Striking Affinities, a solo exhibition on Santiago Bose (1949-2002), marks the second series of a three-part exhibition entitled Santiago Bose: Painter, Magician by Silverlens Galleries. Included are Bose’s journals and sketches, interviews, and recordings of art performances.
It can be viewed online at Silverlens’ website or in person, by appointment. The magnifying lens of the virtual exhibit lets you see details, in close-up. It runs until 17 April 2021.
The curator, Patrick Flores, focuses on the “geographic coordinates” of Santiago Bose’s artistic practice:Baguio, Manila, New York, Adelaide, Bali, and Spratly Islands, the “homelands, contact zones, passage ways, exhibition sites” that had shaped the work of Bose.
Bose had described himself as a “painter/magician.” To others, he was “a cultural provocateur.” Definitely, he wore many hats. A mixed-media artist, he did art installations and performances. He was also a writer, a community organizer, and an educator. And always, an activist.
As a mixed media artist, he addressed themes of colonialism and nationalism in his work. By layering images with old photos, pseudo Latin words, or collage, the personal, historical, and surrealistic is inserted, bridging the past and the present, memory and reality. It was also his commentary on the state of the nation —the local and the national—that remains relevant to this day.
Baguio and Manila: An art life
Bose’s hometown Baguio served as the wellspring of his creative energy, especially the history, culture, and struggles of the people of the Cordilleras.
Baguio scenes populate his works: Burnham Park and its boats, faith healers, Star Café, the 1991 earthquake. Behind the summer fun that is Baguio for most of us lie tales of greed and gold, struggle and resistance, all embedded in Bose’s artmaking.
In honor of Bose, a group of visual artists and friends has recently reimagined and restored his mural on the façade of St. Mary’s School in Sagada. Done in 1981, it is entitled Kabilbiligan or “hillside,” showing Sagada landscapes, ritual objects, and its people.
EDSA (Epifanio de los Santos Avenue), the longest highway linking Metro Manila to Luzon, has borne witness to people’s protest marches and upheavals in a nation’s continuing search for something better. It was EDSA People Power then, and Bose’s EDSA Marcos (1986) captures those tumultuous years.
An early interest in folk religion and mysticism is seen in the artist’s frequent use of the anting-anting or amulet. Confessions of a Talisman(1994-1995) was one project, a book of anting-anting prints on handmade paper, based on his research in the 1990s.
Bose’s irreverence reached its heights in an unrealized project (Project Freedom Island and Pirate Radio, 1999) of an international art residency in Spratly Islands, a disputed archipelago off the coast of the Philippines, Malaysia, and Vietnam, with a Chinese naval base nearby.
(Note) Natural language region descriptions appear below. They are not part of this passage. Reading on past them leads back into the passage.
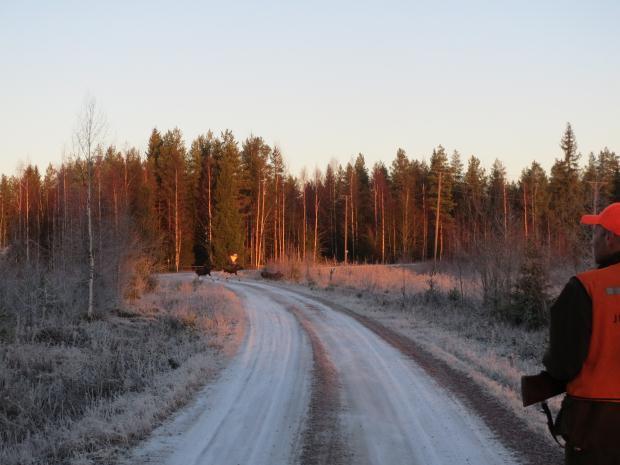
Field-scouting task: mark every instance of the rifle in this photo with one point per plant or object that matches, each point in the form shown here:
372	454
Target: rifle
540	387
537	389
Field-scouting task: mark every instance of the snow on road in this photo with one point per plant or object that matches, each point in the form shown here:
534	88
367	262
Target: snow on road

Spratly Islands symbolizes China’s hegemony then and today amidst its brazen encroachment over territorial waters of its Asian neighbors.
In hindsight, the romance with Mao’s China in the 1970s has disintegrated into disgust and loathing, with China’s occupation of Philippine territories in the South China Sea, despite the 2016 UN arbitral ruling in favor of the Philippines.
Souvenirs from China (1989) depicts the Chinese student-led demonstrations in Tiananmen Square that culminated in the killings of demonstrators on June 4, 1989. The number of dead remains unknown, in hundreds or thousands. A highly censored topic in China, it is part of China’s historical amnesia today.
New York and beyond
In the United States, Bose continued his studies in printmaking at the West 17th Print Workshop in New York, 1980-1981. He went home to Baguio in 1986 and began exploring “the effects of colonialism on the Philippine national identity.” He focused on “the resilience of indigenous cultures” as found in the Cordilleras.
Santiago Bose had been a prolific artist with more than 5000 documented works in paintings, prints, installations, and performances. He studied architecture at the Mapua Institute of Technology and shifted to fine arts, University of the Philippines (1967-1972).
A recipient of the Thirteen Artists Awards by the Cultural Center of the Philippines in 1976, he had exhibited in major international events. In 1993, he was invited at the First Asia-Pacific Triennial of Contemporary Art in Brisbane, Australia. In 2000, Bose’s work was included in the Asian Art Museum of San Francisco’s exhibition, “At Home and Abroad: 20 Contemporary Filipino Artists.”
Early in his career, he had experimented with indigenous materials and local vegetable dyes. He even made his own paper, using cogon, banana, or rice straw. It was his way of being thrifty in the face of expensive art materials.
A professor of art studies at the University of the Philippines, Diliman and the curator of the U.P. Vargas Museum, Patrick Flores has been the artistic director of the Singapore Biennial 2019 and the curator of the Philippine Pavilion, Venice Biennial 2015, after a 50-year absence. He is the curator of the Taiwan Pavilion for the Venice Biennial 2022.